Dear Editor,

A non-negligible proportion of critical patients affected by coronavirus disease 2019 (COVID-19) and with acute respiratory distress syndrome (ARDS) need invasive mechanical ventilation (IMV) [1]. This population is most at risk of developing respiratory sequelae after hospital discharge, most commonly represented as impairment of carbon monoxide diffusing capacity (DLCO) [2]. Predictive factors of lung diffusing capacity (DLCO) impairment after IMV due to COVID-19 are unknown.

This is a multicentre, prospective observational study in 51 Spanish intensive care units (ICUs). A total of 861 consecutive COVID-19 patients (confirmed by polymerase chain reaction) who underwent IMV from March 2020 to July 2021 and survived were included. At hospital admission, we collected sociodemographic, anthropometric, comorbidity, and lifestyle data. Moreover, in-hospital clinical and biological parameters, ventilatory parameters, and adjunctive therapies at three IMV time points (day one, three and the last day), and lung function and computed tomography findings at follow-up were assessed. Material and methods as well as statistical analysis are shown in electronic supplementary material (ESM).

The median (p25–p75) time from discharge to follow-up was 3.5 (2.7–4.7) months. The median age was 61 (53–67) years, and 26.9% were women. The mean (SD) percentage of predicted DLCO at follow-up was 70.3% (18%), with 27.5% of patients with a DLCO < 60% (see ESM). The evolution of ventilatory parameters according to DLCO groups is described in the supplemental material. Predictive factors for DLCO < 60% were (1) length of IMV [OR: 1.95 (1.65–2.31, p < 0.001)], (2) age [OR: 1.32 (1.11–1.58, p = 0.002)], (3) initial driving pressure (DP at day one of intubation) [OR: 1.23 (1.02–1.47, p = 0.033)], (4) time from symptoms to intubation [OR: 1.15 (0.99–1.35, p = 0.075)], (5) prone positioning (PP) [OR: 0.69 (0.46–1.02, p = 0.062)], and (6) lung recruitment maneuvres (LRMs) [OR: 0.42 (0.30–0.60, p < 0.001)] (Fig. 1). A clinical scoring tool, named CIBERESICU SCORE, was developed considering these predictors (https://trrm.shinyapps.io/CIBERESUCIscore/).

Fig. 1
figure 1

Factors associated with DLCO impairment included in final multivariate model. ORs (95% CIs) are shown as 1-SD changes for continuous predictors. DLCO diffusing capacity for carbon monoxide

Mechanical ventilation leads to increased mechanical stress and potential lung damage, increasing the risk of ventilator-induced lung injury (VILI) [3]. Relatedly, our results showed that ventilatory parameters and adjunctive therapies that are associated to the protective ventilation such as DP [4], PP, and LRMs [5] were not only associated with mortality but also the development of pulmonary sequelae in surviving severe COVID-19 patients who received IMV.

This study has some limitations. First, there were a large number of patients missing follow-up data, including DLCO measurement, and these patients were excluded from our analysis. However, there were no clinical differences at baseline or in disease severity between them (supplemental material). Second, this was a short-term follow-up study and probably a proportion of patients will improve DLCO after this first follow-up. However, our score can guide decision making by both policy makers and specialist care professional when planning and designing care and follow-up plans for critical COVID-19 after hospital discharge. Third, the study included almost all the variants of COVID-19; however, the most recent variant, omicron, was not included due to the recruitment period. Along the same lines, the management of this type of patient has changed throughout the pandemic and the proportion of vaccinated patients in our cohort is very low (0.92%). In addition, we do not have information on symptoms and quality of life to assess the impact of this functional impairment. Further studies are needed to validate our results and our clinical score including new COVID-19 variants and vaccinated patients.

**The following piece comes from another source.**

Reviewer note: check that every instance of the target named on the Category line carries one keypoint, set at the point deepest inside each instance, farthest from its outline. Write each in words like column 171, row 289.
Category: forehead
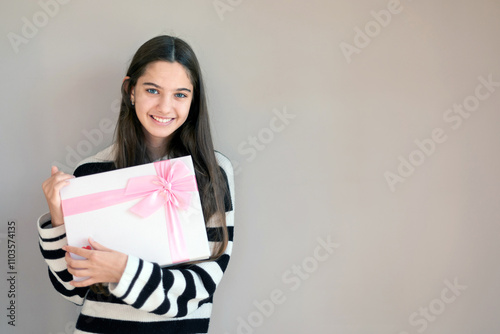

In conclusion, in this large cohort of intubated COVID-19 patients, we identified parameters related to IMV, such as time to intubation, length of IMV, DP, LMRs and PP, directly implicated in an altered DLCO after hospital discharge. For the first time, a scoring tool considering all of these parameters plus age is available for use in daily clinical practice to identify high-risk patients and perform more efficient follow-up. Clinicians could use this score and its bedside parameters to guide decision making to plan proper and efficient follow-up of these patients after hospital discharge.